Your brothers don’t count, he scolded himself. Neither do your parents. And Grams is ninety-eight.
“You’re being a beast,” she said, removing her hand from the handle. “You make one little mistake and hide like a child. You don’t apologize when I call you on your behavior. And then you stalk me to my father’s to say I need to work for you?” She shook her head, the lower half of her jaw starting to shake. “What a joke.”
He opened the door, because he couldn’t argue with her. “Come sit in here,” he said. “It’s warm.” Cy watched her look back to the house, clearly torn. It must’ve been pretty bad in there for her to even consider staying out here with him, especially after what she’d just said.
Patsy’s whole body shivered then, and Cy said, “Up you go, Patsy. You’re turning blue.”
She did as he said then, and Cy followed her into the truck. She slid over and over until she met the other side of the bench seat, and he turned on the engine and got the heater blowing.
“What are you really doing here?” she asked, her voice much quieter now. She didn’t fold her arms like the woman inside, and she kept her eyes out the passenger window.
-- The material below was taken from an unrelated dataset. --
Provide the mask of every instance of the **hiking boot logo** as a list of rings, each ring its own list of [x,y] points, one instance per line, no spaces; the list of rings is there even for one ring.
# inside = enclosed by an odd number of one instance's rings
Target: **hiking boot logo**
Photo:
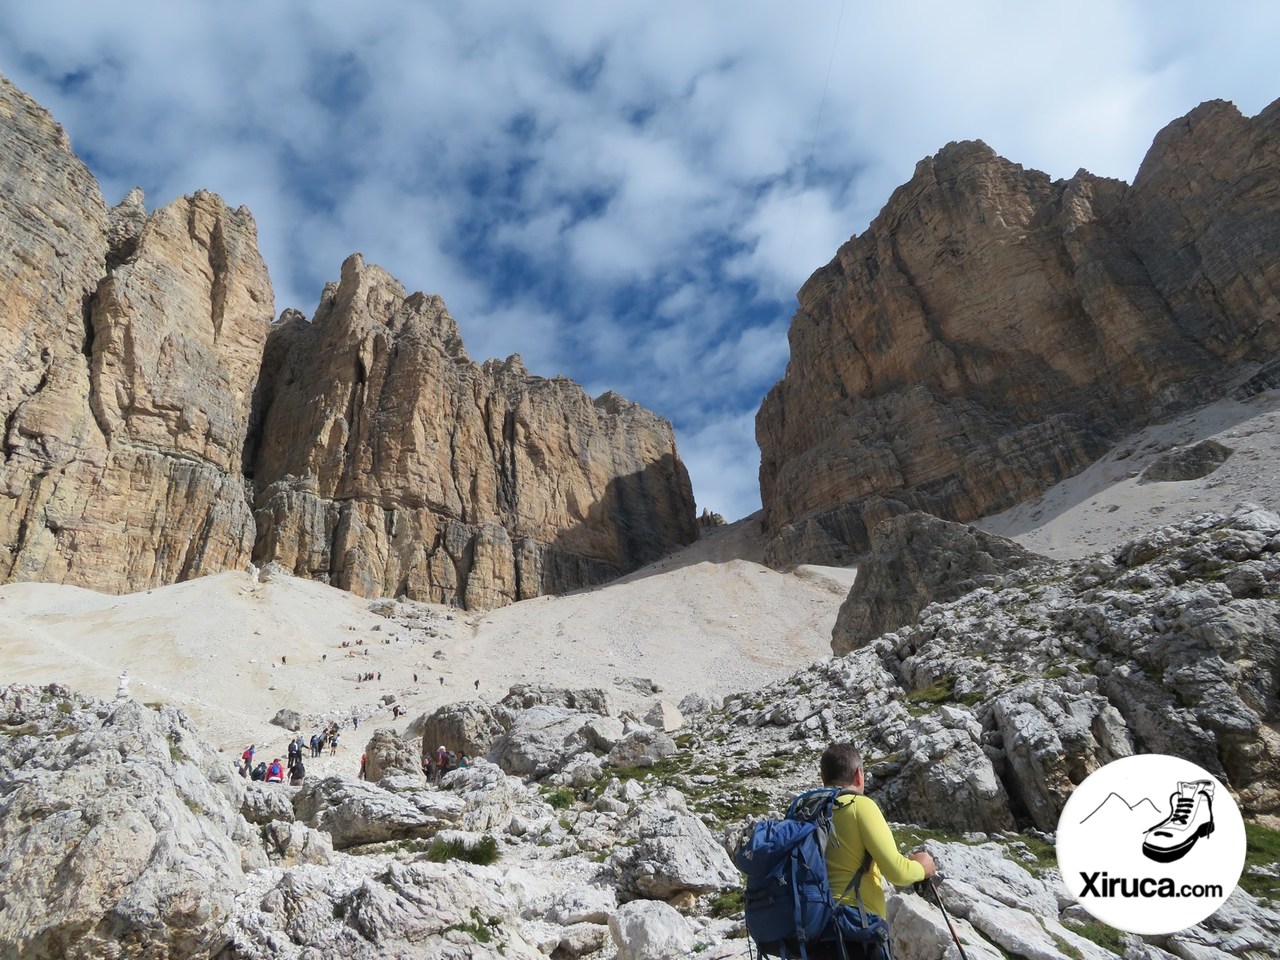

Cy looked around at all the dormant apple trees on his side of the truck. A sigh pulled through his whole body, but he did not let it out of his mouth. He’d had some real disappointments in his life too, and he knew how to cage the emotions and keep them captive until later.
“I don’t know,” he finally said. “I just felt like I should come.”
“Really? Why?” She did look at him then, and Cy found her vulnerability absolutely charming. He liked her fire too, and he liked that they didn’t get along like kibbles and bits.
Cy shrugged. “The Lord doesn’t always make everything ultra clear for me.”